Folha de Londrina

AVENIDA PARANÁ

Maria faz 100 anos

- por Paulo Briguet

Orações diárias da Vó Maria mantiveram a única centelha de fé de seu neto ateu

Há exatamente um século, nascia aquela que foi minha segunda mãe e mãe duas vezes: Maria Costa Briguet

Hoje eu queria ser um homem rico para anunciar com letras bem grandes em todos os jornais do país: Maria faz 100 anos. Queria fretar um avião que sobrevoass­e as cidades de Londrina, São Paulo, Araçatuba, Atibaia, Aparecida e Três Lagoas com uma enorme faixa, na qual todos leriam: Maria faz 100 anos. Queria comprar alguns segundos de TV em rede nacional apenas para dizer aos milhões de telespecta­dores: Maria faz 100 anos.
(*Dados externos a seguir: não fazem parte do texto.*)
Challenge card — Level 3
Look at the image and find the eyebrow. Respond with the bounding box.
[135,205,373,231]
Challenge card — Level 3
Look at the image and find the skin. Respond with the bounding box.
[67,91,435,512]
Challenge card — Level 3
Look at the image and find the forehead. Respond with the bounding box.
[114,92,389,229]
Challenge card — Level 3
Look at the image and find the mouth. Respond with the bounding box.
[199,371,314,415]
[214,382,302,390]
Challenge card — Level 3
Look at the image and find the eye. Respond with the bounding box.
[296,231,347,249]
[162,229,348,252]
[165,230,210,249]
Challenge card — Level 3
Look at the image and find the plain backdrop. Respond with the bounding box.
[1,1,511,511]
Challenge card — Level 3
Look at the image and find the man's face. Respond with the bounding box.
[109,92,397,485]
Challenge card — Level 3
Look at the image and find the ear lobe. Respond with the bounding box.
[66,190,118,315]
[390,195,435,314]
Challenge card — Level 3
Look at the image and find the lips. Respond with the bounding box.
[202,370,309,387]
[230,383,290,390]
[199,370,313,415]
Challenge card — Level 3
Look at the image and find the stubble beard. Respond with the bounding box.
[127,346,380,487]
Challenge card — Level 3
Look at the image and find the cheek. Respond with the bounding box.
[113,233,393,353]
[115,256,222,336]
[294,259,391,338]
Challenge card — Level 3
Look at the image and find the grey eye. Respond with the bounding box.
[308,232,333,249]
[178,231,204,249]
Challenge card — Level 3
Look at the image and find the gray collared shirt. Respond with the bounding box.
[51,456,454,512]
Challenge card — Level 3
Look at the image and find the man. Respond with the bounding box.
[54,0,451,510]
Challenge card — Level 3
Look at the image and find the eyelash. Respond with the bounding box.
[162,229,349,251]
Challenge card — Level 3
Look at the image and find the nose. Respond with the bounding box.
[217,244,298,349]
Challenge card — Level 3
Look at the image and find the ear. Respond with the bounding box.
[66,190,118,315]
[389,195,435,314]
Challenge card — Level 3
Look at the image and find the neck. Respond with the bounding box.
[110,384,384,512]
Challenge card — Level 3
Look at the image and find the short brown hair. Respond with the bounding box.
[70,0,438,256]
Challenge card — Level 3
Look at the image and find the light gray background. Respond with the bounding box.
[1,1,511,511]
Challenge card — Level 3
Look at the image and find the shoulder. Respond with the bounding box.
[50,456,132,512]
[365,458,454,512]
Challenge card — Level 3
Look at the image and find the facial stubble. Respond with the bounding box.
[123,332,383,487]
Queria que as redes sociais lançassem memes, doodles, emoticons e perfis temporário­s com os dizeres: Maria faz 100 anos.
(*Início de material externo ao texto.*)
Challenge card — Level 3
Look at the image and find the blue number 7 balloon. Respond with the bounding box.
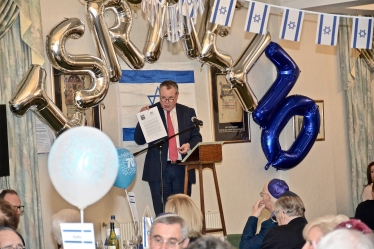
[252,42,320,170]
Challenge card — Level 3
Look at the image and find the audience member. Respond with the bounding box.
[165,194,203,243]
[186,236,234,249]
[301,214,349,249]
[261,194,307,249]
[0,189,23,218]
[52,209,80,249]
[148,213,190,249]
[0,226,25,248]
[362,162,374,201]
[240,179,289,249]
[316,229,374,249]
[335,218,373,234]
[355,183,374,229]
[0,199,20,230]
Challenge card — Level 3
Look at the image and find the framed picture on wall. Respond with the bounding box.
[294,100,325,141]
[52,68,102,130]
[209,67,251,143]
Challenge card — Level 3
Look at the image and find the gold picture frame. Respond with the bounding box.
[52,68,102,130]
[209,67,251,143]
[294,100,325,141]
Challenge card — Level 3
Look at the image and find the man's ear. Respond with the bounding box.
[182,238,190,248]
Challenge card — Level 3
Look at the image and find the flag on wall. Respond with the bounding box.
[279,8,304,42]
[119,63,196,149]
[210,0,237,27]
[244,1,270,34]
[350,17,373,49]
[315,14,339,46]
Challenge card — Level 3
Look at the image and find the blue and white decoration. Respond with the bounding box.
[279,8,304,42]
[351,17,373,49]
[244,1,270,34]
[113,147,137,189]
[316,14,340,46]
[119,62,196,149]
[210,0,237,27]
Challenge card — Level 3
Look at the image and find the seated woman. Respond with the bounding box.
[261,194,307,249]
[52,209,81,249]
[0,199,19,230]
[165,194,203,243]
[361,162,374,201]
[301,214,349,249]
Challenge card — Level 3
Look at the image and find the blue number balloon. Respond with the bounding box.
[113,147,137,189]
[253,42,320,170]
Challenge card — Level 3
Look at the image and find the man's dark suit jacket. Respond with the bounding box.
[134,102,202,183]
[260,217,307,249]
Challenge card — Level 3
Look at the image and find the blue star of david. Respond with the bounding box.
[323,26,331,35]
[253,14,261,23]
[147,86,160,105]
[288,21,296,29]
[359,29,367,38]
[219,6,227,15]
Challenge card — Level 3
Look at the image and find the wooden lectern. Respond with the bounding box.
[179,142,226,236]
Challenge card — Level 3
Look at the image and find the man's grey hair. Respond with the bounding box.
[150,213,188,240]
[186,236,234,249]
[316,229,374,249]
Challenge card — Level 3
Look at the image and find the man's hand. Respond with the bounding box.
[140,106,150,112]
[178,143,190,155]
[251,199,265,218]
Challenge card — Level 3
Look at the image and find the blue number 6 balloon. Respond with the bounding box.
[252,42,320,170]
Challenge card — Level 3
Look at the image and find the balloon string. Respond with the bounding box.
[80,208,84,223]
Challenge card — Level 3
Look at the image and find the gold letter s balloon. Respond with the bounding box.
[9,65,86,136]
[46,18,110,109]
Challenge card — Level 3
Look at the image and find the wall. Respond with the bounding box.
[37,0,353,247]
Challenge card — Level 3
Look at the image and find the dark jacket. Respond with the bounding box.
[260,217,307,249]
[355,200,374,230]
[240,216,278,249]
[134,102,202,183]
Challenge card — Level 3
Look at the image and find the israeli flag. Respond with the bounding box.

Mas eu não posso fazer nada disso, Vó. Posso apenas dizer aqui, aos meus sete leitores, que você foi a melhor avó que um neto poderia desejar nesta vida; que você cuidou de mim com carinho, sabedoria e amor incondicio­nal; que você foi a minha segunda mãe, e duas vezes mãe; que você era dona de um coração maior que o mundo, muito maior do que o poeta imaginava.
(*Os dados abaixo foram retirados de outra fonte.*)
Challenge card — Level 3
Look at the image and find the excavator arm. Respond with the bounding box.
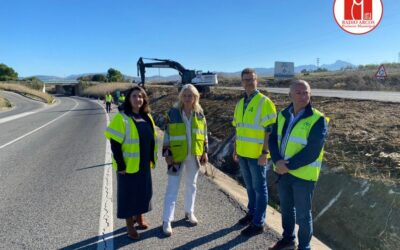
[137,57,189,86]
[136,57,217,92]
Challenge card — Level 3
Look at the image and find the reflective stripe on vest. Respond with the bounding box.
[105,112,157,173]
[167,108,206,162]
[105,127,124,140]
[274,108,326,181]
[234,92,275,159]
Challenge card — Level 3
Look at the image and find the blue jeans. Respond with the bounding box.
[238,156,268,227]
[278,174,316,250]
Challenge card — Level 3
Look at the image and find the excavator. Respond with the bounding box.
[137,57,218,92]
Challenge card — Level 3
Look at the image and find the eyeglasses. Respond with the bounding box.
[242,78,256,82]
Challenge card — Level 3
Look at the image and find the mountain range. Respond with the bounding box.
[28,60,355,81]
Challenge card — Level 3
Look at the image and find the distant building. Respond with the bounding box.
[274,61,295,79]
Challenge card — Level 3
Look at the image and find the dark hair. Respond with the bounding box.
[241,68,257,79]
[123,86,151,114]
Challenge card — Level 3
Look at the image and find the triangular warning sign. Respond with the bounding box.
[375,65,387,79]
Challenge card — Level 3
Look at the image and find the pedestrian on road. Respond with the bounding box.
[162,84,209,236]
[268,80,329,250]
[105,92,113,113]
[232,68,277,237]
[104,86,158,240]
[118,92,126,112]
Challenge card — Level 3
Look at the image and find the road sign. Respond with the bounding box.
[274,61,295,79]
[375,64,387,79]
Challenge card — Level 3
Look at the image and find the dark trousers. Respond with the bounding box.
[278,174,315,250]
[106,102,111,113]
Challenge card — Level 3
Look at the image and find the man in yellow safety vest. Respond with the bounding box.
[104,92,113,113]
[232,68,277,237]
[268,80,329,250]
[118,93,126,111]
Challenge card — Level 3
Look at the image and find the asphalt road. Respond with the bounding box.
[0,95,280,249]
[0,91,46,120]
[0,96,106,249]
[217,86,400,103]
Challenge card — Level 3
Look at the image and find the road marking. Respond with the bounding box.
[95,99,114,250]
[0,111,37,124]
[0,98,79,150]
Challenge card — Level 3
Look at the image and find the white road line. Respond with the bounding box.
[0,98,79,150]
[94,99,114,250]
[0,111,36,124]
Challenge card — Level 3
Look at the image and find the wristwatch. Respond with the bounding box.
[261,150,269,155]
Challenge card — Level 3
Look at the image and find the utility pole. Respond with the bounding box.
[316,58,320,68]
[398,52,400,64]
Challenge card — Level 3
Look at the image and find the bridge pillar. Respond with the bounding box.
[74,84,82,96]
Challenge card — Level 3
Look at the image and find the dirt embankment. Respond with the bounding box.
[0,95,12,110]
[0,83,54,104]
[147,86,400,183]
[139,85,400,249]
[219,68,400,91]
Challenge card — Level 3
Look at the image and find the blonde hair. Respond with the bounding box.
[174,84,203,113]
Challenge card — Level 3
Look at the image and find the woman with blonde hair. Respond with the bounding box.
[161,84,209,236]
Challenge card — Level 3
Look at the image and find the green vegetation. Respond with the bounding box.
[21,77,44,91]
[0,63,18,81]
[82,82,134,99]
[78,68,130,83]
[78,74,108,82]
[107,68,124,82]
[0,83,54,104]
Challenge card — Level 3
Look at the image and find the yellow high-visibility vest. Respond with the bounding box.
[274,108,328,181]
[105,94,112,102]
[233,92,276,159]
[104,112,158,173]
[167,108,206,162]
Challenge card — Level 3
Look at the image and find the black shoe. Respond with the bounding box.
[240,224,264,237]
[238,213,253,225]
[269,239,296,250]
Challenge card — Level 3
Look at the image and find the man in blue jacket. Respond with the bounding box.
[268,80,329,250]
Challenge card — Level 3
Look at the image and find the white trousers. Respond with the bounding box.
[162,155,199,223]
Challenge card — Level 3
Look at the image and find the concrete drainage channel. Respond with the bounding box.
[153,112,400,250]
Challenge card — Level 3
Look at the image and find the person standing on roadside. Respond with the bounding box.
[104,86,158,240]
[118,92,126,111]
[268,80,329,250]
[232,68,277,237]
[105,92,113,113]
[161,84,209,237]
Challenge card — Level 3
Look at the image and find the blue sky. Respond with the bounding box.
[0,0,399,77]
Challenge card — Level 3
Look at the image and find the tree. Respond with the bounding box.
[78,75,92,81]
[92,74,107,82]
[107,68,124,82]
[24,76,43,83]
[314,67,328,73]
[0,63,18,81]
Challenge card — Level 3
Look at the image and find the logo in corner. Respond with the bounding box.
[333,0,383,35]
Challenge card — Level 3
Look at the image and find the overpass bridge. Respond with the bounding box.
[43,80,100,95]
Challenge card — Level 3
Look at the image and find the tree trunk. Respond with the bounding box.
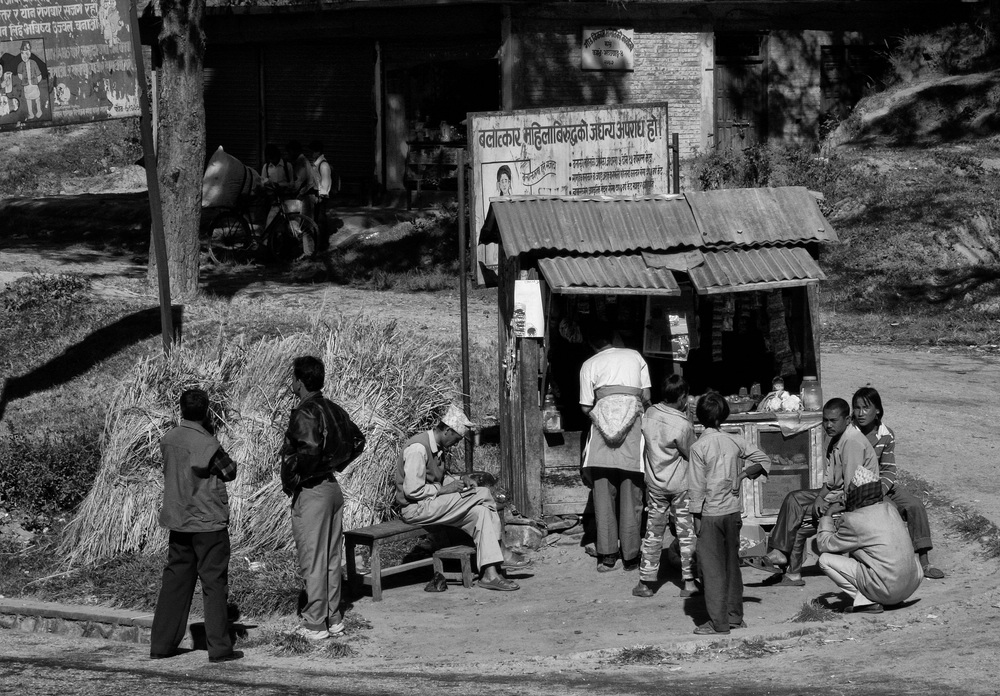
[148,0,205,298]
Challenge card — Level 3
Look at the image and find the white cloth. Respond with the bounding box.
[578,347,650,407]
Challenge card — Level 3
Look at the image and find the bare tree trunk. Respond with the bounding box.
[147,0,205,298]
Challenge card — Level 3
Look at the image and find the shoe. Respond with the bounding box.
[923,565,945,580]
[596,560,619,573]
[327,622,345,637]
[149,651,178,659]
[852,603,884,614]
[478,576,519,591]
[295,626,332,641]
[777,575,806,587]
[745,556,784,574]
[424,572,448,592]
[632,581,655,598]
[622,558,640,572]
[730,620,748,629]
[208,650,244,663]
[502,555,533,570]
[693,622,730,635]
[679,585,702,598]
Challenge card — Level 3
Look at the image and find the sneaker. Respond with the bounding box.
[597,556,620,573]
[327,622,345,637]
[693,622,729,635]
[730,620,748,629]
[295,626,332,641]
[632,581,655,597]
[208,650,244,663]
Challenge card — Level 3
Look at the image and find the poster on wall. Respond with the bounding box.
[512,279,544,338]
[644,293,693,361]
[469,102,670,284]
[581,28,634,72]
[0,0,139,131]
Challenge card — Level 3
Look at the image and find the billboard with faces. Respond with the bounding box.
[0,0,139,131]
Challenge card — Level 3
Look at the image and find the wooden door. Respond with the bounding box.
[714,33,768,151]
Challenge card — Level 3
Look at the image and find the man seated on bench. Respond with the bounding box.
[394,404,527,591]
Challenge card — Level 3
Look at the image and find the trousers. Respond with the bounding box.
[150,529,233,659]
[639,487,696,582]
[591,467,644,561]
[768,488,820,574]
[291,478,345,631]
[698,513,743,632]
[402,487,504,568]
[888,487,932,553]
[818,552,877,608]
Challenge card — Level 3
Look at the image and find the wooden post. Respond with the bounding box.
[458,149,473,473]
[129,0,174,353]
[672,133,680,194]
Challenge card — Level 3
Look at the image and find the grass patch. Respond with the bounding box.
[235,626,358,658]
[726,637,786,659]
[791,601,840,623]
[609,645,668,665]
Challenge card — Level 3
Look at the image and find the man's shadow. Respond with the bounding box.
[0,304,182,422]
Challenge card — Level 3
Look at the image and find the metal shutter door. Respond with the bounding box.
[204,45,261,169]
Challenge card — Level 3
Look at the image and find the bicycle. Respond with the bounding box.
[202,187,318,264]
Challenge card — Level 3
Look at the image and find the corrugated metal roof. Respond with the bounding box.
[686,187,837,246]
[480,187,837,258]
[688,246,825,294]
[480,194,701,257]
[538,255,681,296]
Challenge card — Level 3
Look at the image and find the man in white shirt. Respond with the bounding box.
[579,321,651,572]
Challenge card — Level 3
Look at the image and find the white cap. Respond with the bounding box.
[442,404,475,439]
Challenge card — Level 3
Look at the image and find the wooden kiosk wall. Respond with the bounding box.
[497,251,545,518]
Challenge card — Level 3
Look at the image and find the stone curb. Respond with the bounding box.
[0,598,195,648]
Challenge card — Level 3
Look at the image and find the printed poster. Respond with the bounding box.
[0,0,139,131]
[469,103,670,284]
[512,279,544,338]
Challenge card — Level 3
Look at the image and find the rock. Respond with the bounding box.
[505,523,545,550]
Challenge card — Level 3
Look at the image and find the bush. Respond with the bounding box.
[0,272,88,313]
[0,424,101,515]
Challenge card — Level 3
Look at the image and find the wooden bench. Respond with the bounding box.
[432,545,476,588]
[344,520,434,602]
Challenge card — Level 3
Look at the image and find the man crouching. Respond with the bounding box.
[394,404,527,591]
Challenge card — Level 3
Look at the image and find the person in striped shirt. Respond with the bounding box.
[852,387,944,579]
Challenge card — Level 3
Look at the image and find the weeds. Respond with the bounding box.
[791,601,840,623]
[0,273,88,312]
[235,626,358,658]
[610,645,668,665]
[727,637,785,659]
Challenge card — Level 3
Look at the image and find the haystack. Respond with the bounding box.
[60,315,459,565]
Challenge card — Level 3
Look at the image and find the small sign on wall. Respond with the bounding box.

Maria nasceu no dia 30 de agosto de 1918, em Três Lagoas, na divisa entre São Paulo e Mato Grosso, hoje Mato Grosso do Sul. Seu pai era Antônio Costa, maquinista de trem, português que fora deixado sozinho no Brasil com um irmão pouco mais velho aos sete anos de idade, em 1896. Sua mãe era Ambrosina Nunes Costa, por todos chamada de Mãe Mulata, mineira descendent­e de índios e caboclos.

Desde pequena, Maria teve muitos problemas de saúde. Quase morreu no parto de minha mãe, esteve internada durante longos períodos, e até a velhice vivia acompanhad­a de sua sacolinha de remédios para praticamen­te todas as finalidade­s. Mesmo assim, era uma mulher alegre, trabalhado­ra, cheia de vitalidade e entusiasmo. Seus olhos claros transborda­vam vida e vontade de viver.

Durante os tempos de maior dificuldad­e econômica, em São Paulo, deixava de comer bife para que o marido e o irmão pudessem se alimentar melhor antes de sair para o trabalho. Não havia carne para todos, então Maria dizia: “Eu já comi, não estou com fome”. Desta época ficou o seu costume de jamais jantar. Limitava-se a tomar uma xícara de café com leite e comer um pão com manteiga sem o miolo. O miolo ela gostava de deixar para os netos.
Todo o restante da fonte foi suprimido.